The Plain Language Commission has given Mr Major a Golden Rhubarb Trophy for the most confusing government document of the year, a category where as the winner might say, there is "not inconsiderable competition".

According to the commission - a commercially run gobbledegook watchdog body - the winner is the Northern Ireland settlement proposals, contained in an 11,000-word booklet entitled Frameworks for the Future.

Martin Cutts, director of the commission, is scathing in his judgement. He points out: "One sentence runs to 121 words and others exceed 70. The average is 35 words per sentence. If a topic is complex, an average of 15 to 20 would be reasonable."

In paragraph 46, picked out by the commission, the document says in no fewer than 67 words, that if there is a problem, everybody will sit down to talk about it. It summarises thus: "Where either government considers that any institution, established as part of the overall accommodation, is not properly functioning within the Agreement or that a breach of the Agreement has otherwise occurred, the Conference shall consider the matter on the basis of a shared commitment to arrive at a common position or, where that is not possible, to agree a procedure to resolve the difference between them."

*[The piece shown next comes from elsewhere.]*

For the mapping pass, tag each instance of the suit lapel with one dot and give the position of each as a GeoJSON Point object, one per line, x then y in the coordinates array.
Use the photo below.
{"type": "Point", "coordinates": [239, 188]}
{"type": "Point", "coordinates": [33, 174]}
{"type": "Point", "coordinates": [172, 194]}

Mr Major was nominated for the award by several citizens of Belfast who bought the booklet when it came out last February to try to discover where the peace process was going, and were little the wiser for reading it.

The document is not all the Prime Minister's own work, of course, but he is still entitled to the award as a signatory to the agreement, and because he wrote the foreword.

Mr Cutts concludes: "Nobody likes being negative about such a document, but Mr Major has made a public commitment to plain English in his Citizen's Charter, and this booklet fails to fulfil it."